Maaßen wurde von der SPD wegen dieser Äußerungen sowie seiner Weigerung, gegen die AfD eine Propaganda-Aktion loszutreten, aus dem Amt entfernt. O-Ton SPD-Vize Stegner: „Dazu musste der unselige Maaßen gehen.„. Sodann berief man einen willigeren Präsidenten (zwar auch aus der CDU), der die Wünsche prompt in Szene setzte und mit ziemlicher Sicherheit die Durchgabe des internen Papiers an die Presse veranlasste. Inwieweit das Dossier noch mit dem übereinstimmt, das zu Maaßens Zeiten erarbeitet wurde, wird Maaßen als korrekter Beamter nicht sagen, aber vermutlich wurden noch eine Reihe Passagen eingeführt, um zumindest Teile der AfD auf die Schnelle zu Verdachtsfällen hoch zu stufen.
Der eigenartige Ablauf geht aber weiter: mit Bekanntwerden in den Redaktionen war das Dokument öffentlich. Es besteht damit rechtlich gar keine Handhabe, die Herausgabe eines bereits öffentlichen Dokuments aus öffentlich-rechtlicher Quelle an die AfD zu verweigern, wie erfolgt.
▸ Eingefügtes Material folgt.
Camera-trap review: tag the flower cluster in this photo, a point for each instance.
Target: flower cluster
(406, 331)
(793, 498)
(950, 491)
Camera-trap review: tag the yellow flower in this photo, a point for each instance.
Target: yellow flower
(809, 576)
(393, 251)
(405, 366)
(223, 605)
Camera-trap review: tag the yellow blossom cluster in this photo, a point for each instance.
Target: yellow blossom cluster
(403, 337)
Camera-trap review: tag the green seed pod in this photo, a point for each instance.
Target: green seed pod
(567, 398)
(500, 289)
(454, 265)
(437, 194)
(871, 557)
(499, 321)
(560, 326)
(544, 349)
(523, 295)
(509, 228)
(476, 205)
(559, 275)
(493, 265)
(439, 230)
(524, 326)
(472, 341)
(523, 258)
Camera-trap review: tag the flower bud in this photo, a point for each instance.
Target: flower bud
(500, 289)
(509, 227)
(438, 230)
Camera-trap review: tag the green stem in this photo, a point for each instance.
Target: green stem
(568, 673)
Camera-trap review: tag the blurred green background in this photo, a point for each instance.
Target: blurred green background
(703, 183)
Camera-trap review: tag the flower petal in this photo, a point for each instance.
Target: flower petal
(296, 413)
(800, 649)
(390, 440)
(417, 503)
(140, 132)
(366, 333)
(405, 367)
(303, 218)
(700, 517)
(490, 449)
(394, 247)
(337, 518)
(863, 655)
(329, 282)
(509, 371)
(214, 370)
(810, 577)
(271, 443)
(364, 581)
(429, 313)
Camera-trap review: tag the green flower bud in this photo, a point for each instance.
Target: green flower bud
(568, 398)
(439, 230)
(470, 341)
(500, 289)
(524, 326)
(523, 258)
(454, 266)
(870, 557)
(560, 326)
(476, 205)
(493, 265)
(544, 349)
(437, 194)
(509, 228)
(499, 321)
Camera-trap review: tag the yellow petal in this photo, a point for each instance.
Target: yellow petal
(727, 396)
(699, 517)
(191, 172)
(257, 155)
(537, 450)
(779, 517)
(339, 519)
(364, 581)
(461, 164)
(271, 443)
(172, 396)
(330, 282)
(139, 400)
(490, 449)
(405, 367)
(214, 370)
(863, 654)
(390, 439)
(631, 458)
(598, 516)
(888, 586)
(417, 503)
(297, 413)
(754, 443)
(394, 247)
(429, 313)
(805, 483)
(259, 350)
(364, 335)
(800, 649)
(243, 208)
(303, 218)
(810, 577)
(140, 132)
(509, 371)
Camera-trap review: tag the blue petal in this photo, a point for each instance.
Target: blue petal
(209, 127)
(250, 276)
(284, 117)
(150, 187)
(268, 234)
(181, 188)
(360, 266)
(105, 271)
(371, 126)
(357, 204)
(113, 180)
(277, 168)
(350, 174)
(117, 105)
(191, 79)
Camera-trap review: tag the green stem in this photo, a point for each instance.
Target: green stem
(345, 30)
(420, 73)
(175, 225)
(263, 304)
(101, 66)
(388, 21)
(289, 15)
Selbst den Parlamentariern sollten nur Auszüge zur Kenntnis gebracht werden, was nur Sinn im normalen Verfahren macht, d.h. das Dokument ist geheim und nicht öffentlich. Im Grunde ein weiterer Propaganda-Trick, um die AfD zu verunsichern.
Das kann natürlich nur so lange gut gehen, bis eine Redaktion beschließt, das Dokument zu veröffentlichen. Journalisten sind nicht an die Geheimniswahrung gebunden, es sei denn, sie werden vor der Kenntnisnahme zur Geheimhaltung verpflichtet. Bei der Verbreitung, die das Dokument anscheinend gefunden hat, kann man aber davon wohl nicht ausgehen. Die Redaktion von „netzpolitik.org“ hat sich zur Veröffentlichung entschlossen. Als Reaktion hieß es irgendwo, es werden „strafrechtliche Konsequenzen“ geprüft, was aber wiederum ziemlicher Blödsinn ist.
Eine Veröffentlichung darf nur dann nicht erfolgen, wenn Urheberrechte im Weg stehen (was bei staatlichen Dokumenten nicht der Fall ist), Geheimhaltungspflichten bestehen (siehe vor), Persönlichkeitsrechte einzelner Individuen betroffen sind (das trifft auf eine komplette Partei nicht zu) oder Volksverhetzung betrieben wird (das wäre interessant, denn dann hätte der Verfassungsschutzpräsident das Dokument zum Zwecke der Volksverhetzung durchgestochen). Die Drohung „strafrechtliche Konsequenz“ geht wohl nach hinten los, denn sie belegt, dass es sich bei der Aktion um eine Propaganda-Maßnahme handelt, die wohl zu früh aufgeflogen ist.
Wie dem auch sein, das Dokument ist jetzt bereits öffentlich und weit verbreitet, und deshalb stelle ich es ebenfalls online (siehe aber Fußnote). Welche Schlussfolgerungen aus dem Inhalt zu ziehen sind, kommt an anderer Stelle zur Sprache.
1) Das Gutachten stammt von der Seite „netzpolitik.org“, die es komplett veröffentlicht hat. Ich stelle es hier als PDF ein, weil der Konsum dieser Seite für Mainstream-kritische Leser vermutlich gesundheitsschädlicher ist als ein überschrittener NOx-Grenzwert von 750 ppm. Ob es sich tatsächlich um das Original handelt oder Änderungen darin vorgenommen wurden, entzieht sich meiner Kenntnis.